Zablon Simintov blames U.S. troop withdrawal for stalled business

by
Rachel Silberstein
November 13, 2013
Zablon Simintov blows a ram’s horn at the sole synagogue in Kabul on Sept. 15, 2007. (Massoud Hossaini/AFP/Getty Images)
Zablon Simintov blows a ram’s horn at the sole synagogue in Kabul on Sept. 15, 2007. (Massoud Hossaini/AFP/Getty Images)

After only four short years of business, Zablon Simintov, The Last Jew in Afghanistan, says he plans to shut down his kebab restaurant next month, citing increased violence and the impending U.S. troops withdrawal, Reuters reports.

Simintov used to rely on hotel catering orders but even these have dried up as foreign troops begin to withdraw from Afghanistan, further weakening security and investment.



“Hotels used to order food for 400 to 500 people. Four or five stoves were busy from afternoon to evening,” he said. “I plan to close my restaurant next March and rent its space.”



At lunchtime, a single table was occupied, with a pair of customers ordering tender meat on long skewers and other Afghan dishes. Neither appeared to know about Simintov’s history and said they came only because a cafe next door that made a special dish of Afghan noodles had shut down.

Jonathan Garfinkel profiled Simintov for Tablet earlier this year, finding an unlikely but unwavering guardian of the country’s Jewish heritage.

I found him on Flower Street at the synagogue known by locals as “the Jewish Mosque.” It’s the last shul standing in Kabul, and nobody goes to it anymore—no one but him. The corrugated-iron door was laden with Stars of David.
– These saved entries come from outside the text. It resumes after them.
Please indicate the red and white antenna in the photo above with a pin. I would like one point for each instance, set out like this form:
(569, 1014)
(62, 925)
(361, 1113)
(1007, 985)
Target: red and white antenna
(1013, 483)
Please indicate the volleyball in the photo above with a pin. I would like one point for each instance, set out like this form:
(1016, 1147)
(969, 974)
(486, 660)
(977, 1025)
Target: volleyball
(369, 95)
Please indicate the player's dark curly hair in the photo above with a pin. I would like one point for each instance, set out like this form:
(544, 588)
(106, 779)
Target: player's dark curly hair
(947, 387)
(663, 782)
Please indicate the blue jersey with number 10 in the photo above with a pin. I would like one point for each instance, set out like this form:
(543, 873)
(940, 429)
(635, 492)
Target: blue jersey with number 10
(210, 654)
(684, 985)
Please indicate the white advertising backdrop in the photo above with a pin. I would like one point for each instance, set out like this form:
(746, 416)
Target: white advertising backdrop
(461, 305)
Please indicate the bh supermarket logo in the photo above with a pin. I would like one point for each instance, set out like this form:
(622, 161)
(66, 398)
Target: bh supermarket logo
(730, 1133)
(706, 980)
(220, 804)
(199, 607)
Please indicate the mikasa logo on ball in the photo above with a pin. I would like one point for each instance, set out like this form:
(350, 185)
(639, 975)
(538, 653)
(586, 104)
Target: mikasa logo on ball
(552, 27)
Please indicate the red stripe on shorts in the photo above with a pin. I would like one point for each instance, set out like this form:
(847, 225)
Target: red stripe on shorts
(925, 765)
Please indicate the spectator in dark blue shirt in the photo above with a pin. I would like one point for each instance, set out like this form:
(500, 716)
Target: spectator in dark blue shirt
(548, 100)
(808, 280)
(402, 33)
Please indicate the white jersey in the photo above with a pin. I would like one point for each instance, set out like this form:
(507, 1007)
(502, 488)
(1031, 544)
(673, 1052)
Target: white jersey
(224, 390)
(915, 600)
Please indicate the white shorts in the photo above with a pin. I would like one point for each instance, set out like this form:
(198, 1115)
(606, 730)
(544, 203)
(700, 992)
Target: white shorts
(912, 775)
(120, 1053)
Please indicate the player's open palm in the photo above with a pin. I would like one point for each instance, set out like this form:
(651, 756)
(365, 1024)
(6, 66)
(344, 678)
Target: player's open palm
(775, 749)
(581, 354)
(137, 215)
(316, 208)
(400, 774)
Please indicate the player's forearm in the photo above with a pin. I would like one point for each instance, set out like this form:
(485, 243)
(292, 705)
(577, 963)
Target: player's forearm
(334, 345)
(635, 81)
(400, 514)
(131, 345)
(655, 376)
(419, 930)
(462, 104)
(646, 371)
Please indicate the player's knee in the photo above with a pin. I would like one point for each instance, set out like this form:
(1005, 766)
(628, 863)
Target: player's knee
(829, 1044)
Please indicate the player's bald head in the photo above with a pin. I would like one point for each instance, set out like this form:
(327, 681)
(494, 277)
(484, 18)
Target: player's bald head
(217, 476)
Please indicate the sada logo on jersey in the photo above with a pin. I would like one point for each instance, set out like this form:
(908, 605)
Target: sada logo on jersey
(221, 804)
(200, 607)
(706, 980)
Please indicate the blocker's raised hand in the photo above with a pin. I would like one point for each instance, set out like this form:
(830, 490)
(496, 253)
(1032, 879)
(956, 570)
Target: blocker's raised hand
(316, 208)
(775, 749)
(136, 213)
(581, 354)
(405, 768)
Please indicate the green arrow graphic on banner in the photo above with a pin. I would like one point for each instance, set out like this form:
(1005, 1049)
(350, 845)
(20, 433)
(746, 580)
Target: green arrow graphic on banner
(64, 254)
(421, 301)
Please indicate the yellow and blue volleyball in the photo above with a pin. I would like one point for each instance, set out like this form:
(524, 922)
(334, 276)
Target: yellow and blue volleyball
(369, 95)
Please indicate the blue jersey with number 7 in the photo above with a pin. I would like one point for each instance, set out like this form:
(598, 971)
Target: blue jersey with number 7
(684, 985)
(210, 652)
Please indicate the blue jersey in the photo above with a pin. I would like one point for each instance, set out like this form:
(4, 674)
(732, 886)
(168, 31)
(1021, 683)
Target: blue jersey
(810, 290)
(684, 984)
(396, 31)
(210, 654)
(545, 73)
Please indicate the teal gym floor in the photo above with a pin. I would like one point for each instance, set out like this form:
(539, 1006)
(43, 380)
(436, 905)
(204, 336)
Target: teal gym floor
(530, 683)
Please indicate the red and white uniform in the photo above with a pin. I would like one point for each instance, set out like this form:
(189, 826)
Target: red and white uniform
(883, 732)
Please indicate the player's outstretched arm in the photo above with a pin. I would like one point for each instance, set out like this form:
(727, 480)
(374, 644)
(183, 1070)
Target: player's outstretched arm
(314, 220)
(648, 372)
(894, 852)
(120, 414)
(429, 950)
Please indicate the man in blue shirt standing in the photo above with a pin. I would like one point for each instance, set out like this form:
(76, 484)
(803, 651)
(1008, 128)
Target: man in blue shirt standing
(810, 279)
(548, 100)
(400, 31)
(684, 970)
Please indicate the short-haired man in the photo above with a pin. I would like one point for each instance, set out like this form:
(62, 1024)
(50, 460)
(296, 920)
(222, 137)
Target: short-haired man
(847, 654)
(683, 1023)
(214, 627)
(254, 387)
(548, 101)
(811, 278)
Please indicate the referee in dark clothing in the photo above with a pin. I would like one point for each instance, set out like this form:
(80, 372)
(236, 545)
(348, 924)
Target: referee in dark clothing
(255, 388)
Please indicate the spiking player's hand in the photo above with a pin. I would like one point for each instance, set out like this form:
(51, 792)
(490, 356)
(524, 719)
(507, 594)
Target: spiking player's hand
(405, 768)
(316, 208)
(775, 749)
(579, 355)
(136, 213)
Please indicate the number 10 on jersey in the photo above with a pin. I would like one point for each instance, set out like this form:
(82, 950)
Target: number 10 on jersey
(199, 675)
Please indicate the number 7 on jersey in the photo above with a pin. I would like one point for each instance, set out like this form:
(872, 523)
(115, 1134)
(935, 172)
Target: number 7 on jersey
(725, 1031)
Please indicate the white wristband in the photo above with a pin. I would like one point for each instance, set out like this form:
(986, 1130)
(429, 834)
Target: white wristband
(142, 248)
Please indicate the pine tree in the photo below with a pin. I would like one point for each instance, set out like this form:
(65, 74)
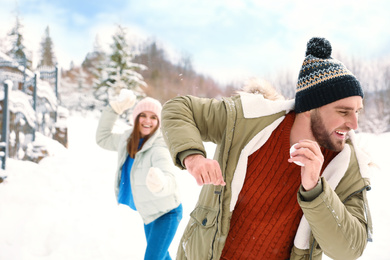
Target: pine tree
(119, 71)
(47, 53)
(17, 50)
(95, 59)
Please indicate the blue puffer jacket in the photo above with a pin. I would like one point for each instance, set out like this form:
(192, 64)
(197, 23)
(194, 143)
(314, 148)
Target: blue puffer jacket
(154, 153)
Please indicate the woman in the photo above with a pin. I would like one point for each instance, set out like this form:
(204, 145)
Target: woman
(144, 179)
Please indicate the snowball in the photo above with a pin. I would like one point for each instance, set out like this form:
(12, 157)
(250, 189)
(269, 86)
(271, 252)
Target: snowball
(293, 149)
(125, 94)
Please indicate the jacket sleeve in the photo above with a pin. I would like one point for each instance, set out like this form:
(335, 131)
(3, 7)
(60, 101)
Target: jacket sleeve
(189, 121)
(339, 228)
(104, 136)
(161, 159)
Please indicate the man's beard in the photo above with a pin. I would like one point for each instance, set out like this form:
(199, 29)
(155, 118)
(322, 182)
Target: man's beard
(322, 137)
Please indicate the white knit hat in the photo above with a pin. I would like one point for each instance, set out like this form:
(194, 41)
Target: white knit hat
(148, 104)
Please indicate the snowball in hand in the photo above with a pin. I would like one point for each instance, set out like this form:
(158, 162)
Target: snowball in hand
(125, 94)
(293, 149)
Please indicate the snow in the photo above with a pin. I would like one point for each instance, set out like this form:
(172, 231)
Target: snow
(65, 208)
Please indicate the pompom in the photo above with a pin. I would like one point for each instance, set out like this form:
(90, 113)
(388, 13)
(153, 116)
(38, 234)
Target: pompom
(319, 47)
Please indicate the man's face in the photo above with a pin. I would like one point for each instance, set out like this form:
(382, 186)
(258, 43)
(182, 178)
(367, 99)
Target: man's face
(331, 123)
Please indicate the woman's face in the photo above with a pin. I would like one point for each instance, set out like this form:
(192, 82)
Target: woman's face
(148, 122)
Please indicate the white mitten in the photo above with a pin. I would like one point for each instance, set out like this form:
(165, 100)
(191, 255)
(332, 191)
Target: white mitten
(155, 180)
(125, 101)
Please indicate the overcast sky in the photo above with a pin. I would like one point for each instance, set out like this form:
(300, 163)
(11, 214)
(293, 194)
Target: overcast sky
(225, 39)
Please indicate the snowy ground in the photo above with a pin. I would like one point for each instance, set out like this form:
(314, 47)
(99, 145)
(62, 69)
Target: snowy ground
(64, 207)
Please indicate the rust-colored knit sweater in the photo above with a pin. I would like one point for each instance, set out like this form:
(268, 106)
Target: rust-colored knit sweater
(267, 214)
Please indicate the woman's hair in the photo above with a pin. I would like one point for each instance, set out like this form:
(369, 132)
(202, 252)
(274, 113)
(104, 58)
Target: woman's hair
(135, 136)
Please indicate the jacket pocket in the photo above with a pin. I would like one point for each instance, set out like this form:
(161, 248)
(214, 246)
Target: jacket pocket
(200, 233)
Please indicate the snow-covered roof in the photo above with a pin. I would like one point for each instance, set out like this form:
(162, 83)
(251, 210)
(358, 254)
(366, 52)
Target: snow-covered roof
(44, 90)
(19, 102)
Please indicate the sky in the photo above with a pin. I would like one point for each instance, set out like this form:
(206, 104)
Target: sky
(226, 39)
(64, 207)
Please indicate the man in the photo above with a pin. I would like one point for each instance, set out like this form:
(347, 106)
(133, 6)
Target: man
(262, 204)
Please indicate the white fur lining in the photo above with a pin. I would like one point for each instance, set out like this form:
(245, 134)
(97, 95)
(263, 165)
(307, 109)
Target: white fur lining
(255, 105)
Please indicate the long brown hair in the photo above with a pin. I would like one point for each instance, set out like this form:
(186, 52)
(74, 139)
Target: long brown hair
(135, 136)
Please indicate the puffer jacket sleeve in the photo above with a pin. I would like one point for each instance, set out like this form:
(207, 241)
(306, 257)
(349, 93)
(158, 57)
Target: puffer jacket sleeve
(161, 159)
(188, 121)
(104, 136)
(339, 228)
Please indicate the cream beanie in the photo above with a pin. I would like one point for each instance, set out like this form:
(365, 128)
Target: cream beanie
(148, 104)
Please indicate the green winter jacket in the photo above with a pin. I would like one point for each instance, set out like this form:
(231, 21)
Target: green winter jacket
(334, 222)
(154, 153)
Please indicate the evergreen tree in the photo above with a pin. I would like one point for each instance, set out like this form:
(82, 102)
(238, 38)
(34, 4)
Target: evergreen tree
(47, 53)
(119, 71)
(17, 49)
(94, 61)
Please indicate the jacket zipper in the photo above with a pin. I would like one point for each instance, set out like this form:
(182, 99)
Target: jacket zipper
(356, 192)
(216, 192)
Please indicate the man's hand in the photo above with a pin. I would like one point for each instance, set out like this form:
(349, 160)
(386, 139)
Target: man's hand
(309, 153)
(205, 171)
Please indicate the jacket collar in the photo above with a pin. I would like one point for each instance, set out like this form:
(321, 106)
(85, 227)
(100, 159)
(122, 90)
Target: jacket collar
(250, 105)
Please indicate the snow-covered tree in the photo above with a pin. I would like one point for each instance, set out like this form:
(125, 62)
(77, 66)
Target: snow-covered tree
(47, 53)
(119, 71)
(95, 59)
(17, 50)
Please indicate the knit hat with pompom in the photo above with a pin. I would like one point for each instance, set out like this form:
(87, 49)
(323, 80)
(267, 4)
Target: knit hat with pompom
(147, 104)
(322, 79)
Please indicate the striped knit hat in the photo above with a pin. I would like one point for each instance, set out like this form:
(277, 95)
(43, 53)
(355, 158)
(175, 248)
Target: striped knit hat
(322, 79)
(148, 104)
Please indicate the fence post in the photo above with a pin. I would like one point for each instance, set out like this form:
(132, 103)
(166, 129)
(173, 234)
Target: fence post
(56, 90)
(35, 105)
(5, 127)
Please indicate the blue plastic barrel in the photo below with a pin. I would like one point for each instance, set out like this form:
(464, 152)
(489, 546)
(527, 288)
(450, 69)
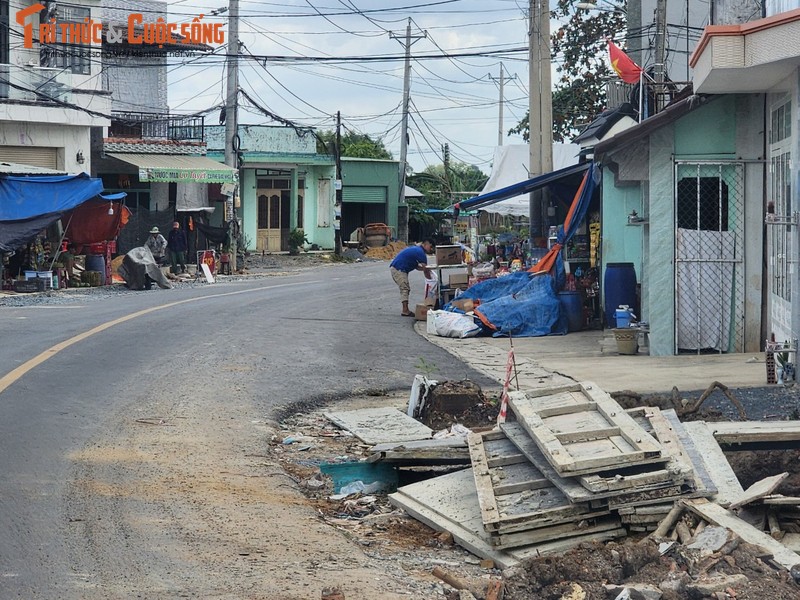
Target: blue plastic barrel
(97, 263)
(572, 307)
(619, 288)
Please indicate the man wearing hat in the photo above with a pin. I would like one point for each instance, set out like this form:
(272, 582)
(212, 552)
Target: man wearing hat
(177, 246)
(157, 245)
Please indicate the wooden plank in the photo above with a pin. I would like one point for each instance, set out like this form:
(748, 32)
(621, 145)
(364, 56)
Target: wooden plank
(379, 425)
(450, 503)
(519, 497)
(606, 437)
(556, 532)
(779, 500)
(702, 480)
(397, 446)
(610, 409)
(717, 515)
(483, 480)
(758, 490)
(740, 432)
(429, 457)
(791, 541)
(561, 546)
(716, 465)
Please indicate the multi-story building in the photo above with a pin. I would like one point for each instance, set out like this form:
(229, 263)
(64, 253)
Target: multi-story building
(51, 94)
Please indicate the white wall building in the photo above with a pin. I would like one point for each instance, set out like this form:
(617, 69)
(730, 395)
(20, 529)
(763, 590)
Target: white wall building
(50, 95)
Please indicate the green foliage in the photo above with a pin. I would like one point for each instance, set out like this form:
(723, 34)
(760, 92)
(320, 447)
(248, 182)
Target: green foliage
(439, 187)
(425, 368)
(354, 145)
(579, 47)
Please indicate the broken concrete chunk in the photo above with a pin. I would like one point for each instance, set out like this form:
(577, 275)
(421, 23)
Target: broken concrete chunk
(718, 583)
(634, 591)
(710, 540)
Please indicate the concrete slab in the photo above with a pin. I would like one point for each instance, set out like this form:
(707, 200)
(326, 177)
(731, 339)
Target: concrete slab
(588, 356)
(380, 425)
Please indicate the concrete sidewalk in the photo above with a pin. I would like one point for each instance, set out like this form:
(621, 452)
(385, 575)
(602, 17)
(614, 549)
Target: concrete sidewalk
(592, 356)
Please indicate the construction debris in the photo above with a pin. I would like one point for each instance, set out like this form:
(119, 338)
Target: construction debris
(571, 472)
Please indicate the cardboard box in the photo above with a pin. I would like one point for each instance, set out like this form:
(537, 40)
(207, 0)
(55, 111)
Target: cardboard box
(448, 255)
(458, 280)
(421, 312)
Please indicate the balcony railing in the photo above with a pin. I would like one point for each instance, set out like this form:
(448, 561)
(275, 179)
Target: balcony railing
(655, 98)
(35, 84)
(138, 125)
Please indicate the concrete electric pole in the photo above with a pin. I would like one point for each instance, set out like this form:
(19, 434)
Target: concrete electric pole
(407, 43)
(232, 122)
(540, 108)
(501, 80)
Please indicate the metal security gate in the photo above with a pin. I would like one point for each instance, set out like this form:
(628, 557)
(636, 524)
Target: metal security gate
(709, 257)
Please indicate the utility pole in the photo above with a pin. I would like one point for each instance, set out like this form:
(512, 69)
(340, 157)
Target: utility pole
(540, 107)
(661, 50)
(409, 41)
(501, 80)
(232, 122)
(339, 192)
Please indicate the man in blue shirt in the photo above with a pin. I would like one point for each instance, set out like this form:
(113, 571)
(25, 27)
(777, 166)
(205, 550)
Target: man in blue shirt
(413, 258)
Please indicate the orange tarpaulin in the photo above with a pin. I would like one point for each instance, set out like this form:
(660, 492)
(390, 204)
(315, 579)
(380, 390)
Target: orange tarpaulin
(548, 261)
(90, 222)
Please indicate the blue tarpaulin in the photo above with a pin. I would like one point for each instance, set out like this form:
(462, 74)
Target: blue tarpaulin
(27, 197)
(29, 204)
(518, 304)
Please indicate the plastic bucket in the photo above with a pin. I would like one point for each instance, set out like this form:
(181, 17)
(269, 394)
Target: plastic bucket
(619, 288)
(623, 317)
(97, 263)
(572, 307)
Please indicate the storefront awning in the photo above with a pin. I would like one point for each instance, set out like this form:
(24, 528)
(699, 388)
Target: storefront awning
(178, 168)
(523, 187)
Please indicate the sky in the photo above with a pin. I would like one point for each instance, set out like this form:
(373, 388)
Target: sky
(454, 100)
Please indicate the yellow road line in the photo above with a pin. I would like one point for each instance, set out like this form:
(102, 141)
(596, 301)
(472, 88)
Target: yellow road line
(12, 376)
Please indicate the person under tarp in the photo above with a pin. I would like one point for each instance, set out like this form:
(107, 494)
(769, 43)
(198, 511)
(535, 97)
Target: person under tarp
(526, 304)
(97, 220)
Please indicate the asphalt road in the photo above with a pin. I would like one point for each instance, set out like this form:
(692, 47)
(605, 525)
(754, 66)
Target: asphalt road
(267, 344)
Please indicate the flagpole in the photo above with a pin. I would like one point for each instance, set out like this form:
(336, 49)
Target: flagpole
(641, 93)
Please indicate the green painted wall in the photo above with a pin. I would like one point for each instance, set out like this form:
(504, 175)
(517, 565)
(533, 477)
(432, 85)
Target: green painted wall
(369, 172)
(621, 242)
(708, 132)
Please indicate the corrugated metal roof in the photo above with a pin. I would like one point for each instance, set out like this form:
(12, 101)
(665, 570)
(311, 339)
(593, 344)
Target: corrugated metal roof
(18, 169)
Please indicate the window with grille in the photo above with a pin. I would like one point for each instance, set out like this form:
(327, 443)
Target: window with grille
(780, 178)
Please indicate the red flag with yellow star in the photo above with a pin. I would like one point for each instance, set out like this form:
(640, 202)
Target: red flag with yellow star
(627, 70)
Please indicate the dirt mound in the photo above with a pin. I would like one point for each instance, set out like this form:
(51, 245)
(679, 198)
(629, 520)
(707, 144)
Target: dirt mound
(460, 402)
(386, 252)
(583, 571)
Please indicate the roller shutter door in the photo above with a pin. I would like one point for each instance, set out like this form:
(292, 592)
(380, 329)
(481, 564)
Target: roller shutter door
(30, 155)
(364, 193)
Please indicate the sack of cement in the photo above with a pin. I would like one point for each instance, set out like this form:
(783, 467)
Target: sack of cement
(140, 270)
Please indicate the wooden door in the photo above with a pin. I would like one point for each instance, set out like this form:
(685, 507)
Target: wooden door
(272, 213)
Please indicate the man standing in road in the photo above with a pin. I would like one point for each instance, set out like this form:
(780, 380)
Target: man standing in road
(177, 246)
(413, 258)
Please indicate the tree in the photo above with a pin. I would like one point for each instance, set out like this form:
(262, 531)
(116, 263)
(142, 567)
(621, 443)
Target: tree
(355, 145)
(439, 186)
(579, 46)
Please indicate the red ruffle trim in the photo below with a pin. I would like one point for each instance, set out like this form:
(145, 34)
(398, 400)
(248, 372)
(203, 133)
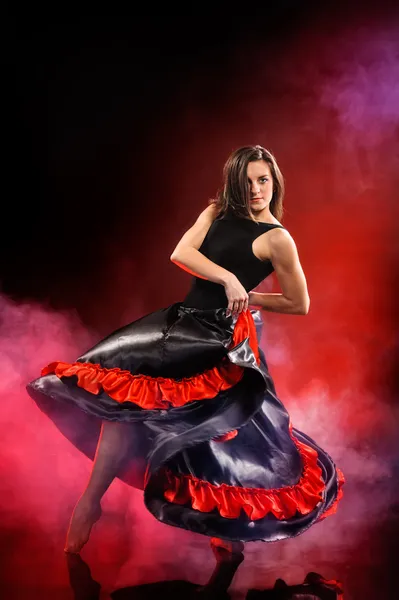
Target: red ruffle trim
(333, 508)
(161, 392)
(226, 436)
(229, 500)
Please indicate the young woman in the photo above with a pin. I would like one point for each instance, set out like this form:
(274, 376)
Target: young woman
(187, 407)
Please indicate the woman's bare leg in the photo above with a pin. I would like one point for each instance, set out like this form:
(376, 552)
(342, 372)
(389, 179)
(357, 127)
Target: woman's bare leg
(110, 459)
(229, 556)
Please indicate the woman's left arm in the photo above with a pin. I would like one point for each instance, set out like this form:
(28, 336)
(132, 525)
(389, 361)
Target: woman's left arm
(294, 298)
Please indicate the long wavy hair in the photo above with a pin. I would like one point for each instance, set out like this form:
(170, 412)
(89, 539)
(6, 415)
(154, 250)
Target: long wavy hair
(234, 197)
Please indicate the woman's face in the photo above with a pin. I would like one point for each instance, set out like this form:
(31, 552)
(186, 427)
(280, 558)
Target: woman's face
(260, 183)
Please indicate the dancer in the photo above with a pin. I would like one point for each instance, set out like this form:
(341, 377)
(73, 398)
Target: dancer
(184, 396)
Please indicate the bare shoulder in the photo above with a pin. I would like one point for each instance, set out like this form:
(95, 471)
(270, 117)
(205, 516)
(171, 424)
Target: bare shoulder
(282, 246)
(209, 214)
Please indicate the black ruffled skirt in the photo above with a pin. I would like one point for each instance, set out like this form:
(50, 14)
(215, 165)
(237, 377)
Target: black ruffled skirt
(214, 448)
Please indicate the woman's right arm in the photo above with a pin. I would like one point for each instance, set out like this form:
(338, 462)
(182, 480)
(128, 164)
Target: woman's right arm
(187, 256)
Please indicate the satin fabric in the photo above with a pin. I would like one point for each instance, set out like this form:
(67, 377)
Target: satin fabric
(185, 438)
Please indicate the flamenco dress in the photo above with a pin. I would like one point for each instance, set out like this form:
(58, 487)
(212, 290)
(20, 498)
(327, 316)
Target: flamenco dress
(214, 448)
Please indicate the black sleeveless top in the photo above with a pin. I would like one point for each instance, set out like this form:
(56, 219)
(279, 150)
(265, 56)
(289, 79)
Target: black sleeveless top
(228, 243)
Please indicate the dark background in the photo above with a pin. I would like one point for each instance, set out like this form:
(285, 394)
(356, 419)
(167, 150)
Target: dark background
(115, 132)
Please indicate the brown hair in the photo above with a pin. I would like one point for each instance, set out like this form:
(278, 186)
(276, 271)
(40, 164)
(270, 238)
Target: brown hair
(234, 197)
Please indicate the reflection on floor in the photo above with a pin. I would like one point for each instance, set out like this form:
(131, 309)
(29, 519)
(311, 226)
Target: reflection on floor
(314, 587)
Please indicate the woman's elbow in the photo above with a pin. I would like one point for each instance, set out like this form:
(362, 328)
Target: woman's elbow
(303, 308)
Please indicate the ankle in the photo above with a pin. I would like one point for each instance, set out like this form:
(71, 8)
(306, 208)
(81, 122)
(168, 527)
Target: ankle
(90, 499)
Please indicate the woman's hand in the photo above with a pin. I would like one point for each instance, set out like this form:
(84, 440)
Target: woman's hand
(236, 295)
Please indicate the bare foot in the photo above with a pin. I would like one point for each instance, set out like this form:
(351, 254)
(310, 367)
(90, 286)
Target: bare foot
(84, 516)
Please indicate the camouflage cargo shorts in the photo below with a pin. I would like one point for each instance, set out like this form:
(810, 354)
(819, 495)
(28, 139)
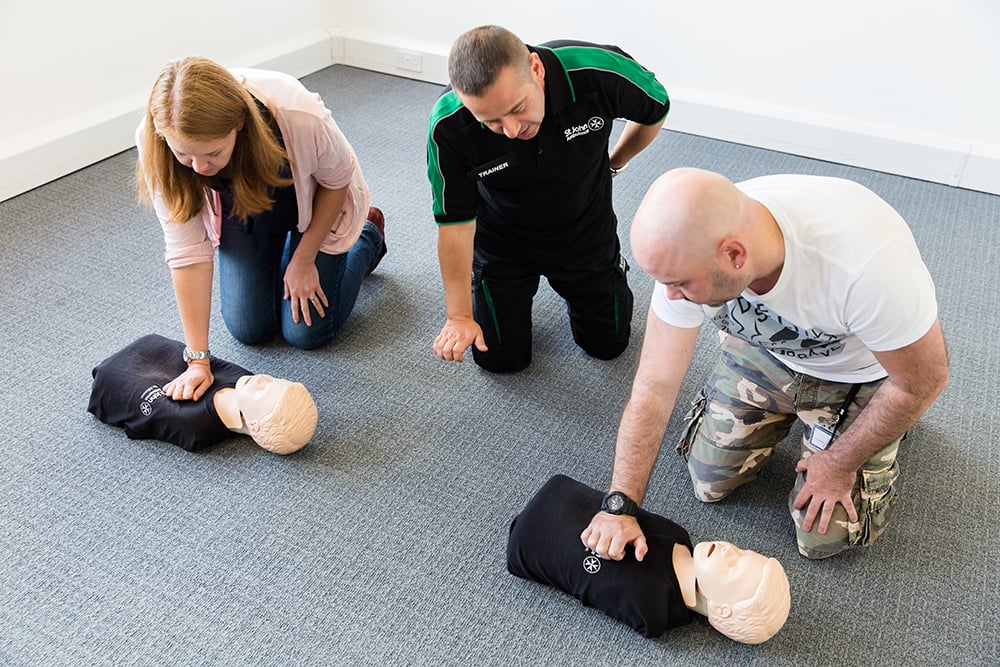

The dome was barely hanging together. A heavyset man wearing a kippah came to the door and asked what the hell we wanted. Qais—an Afghan friend, carpet-seller, and writer with a peculiar obsession with Holocaust literature, who’d brought me there—told him I was a Jew. The last Jew in Afghanistan looked at me with scorn. “So what?” he seemed to be saying. “What’s another Jew?” Then he turned his back and said, “Come on.” I followed him into the synagogue compound.

In the 1950s, a significant majority of the once flourishing Jewish population in Kabul, including Simintov’s wife and children, immigrated to Israel, while a smaller community settled in Queens (a narrative only recently put to paper by young author Sarah Aharon in her 2011 book, From Kabul to Queens).

Simintov, who remained behind to protect the synagogue, the last vestige of Jewish life in Kabul, is no stranger to turmoil. The shul—and Simintov—survived five years of Taliban rule, bombings, lootings, invasions and war. The synagogue’s white walls have been coated with black and Simintov has since been made famous by a decades-long, ugly rivalry between him and the second to last Jew in Kabul (who died in 2005), which became the subject of a play. But now Simintov says it’s NATO’s failure to stabilize the region after toppling the Taliban in 2001 that might just be the final straw.

“It is better to see a dog than to see an American,” he told Reuters. “If the situation in the country gets worse, I will escape.”

Rachel Silberstein is a writer living in New York.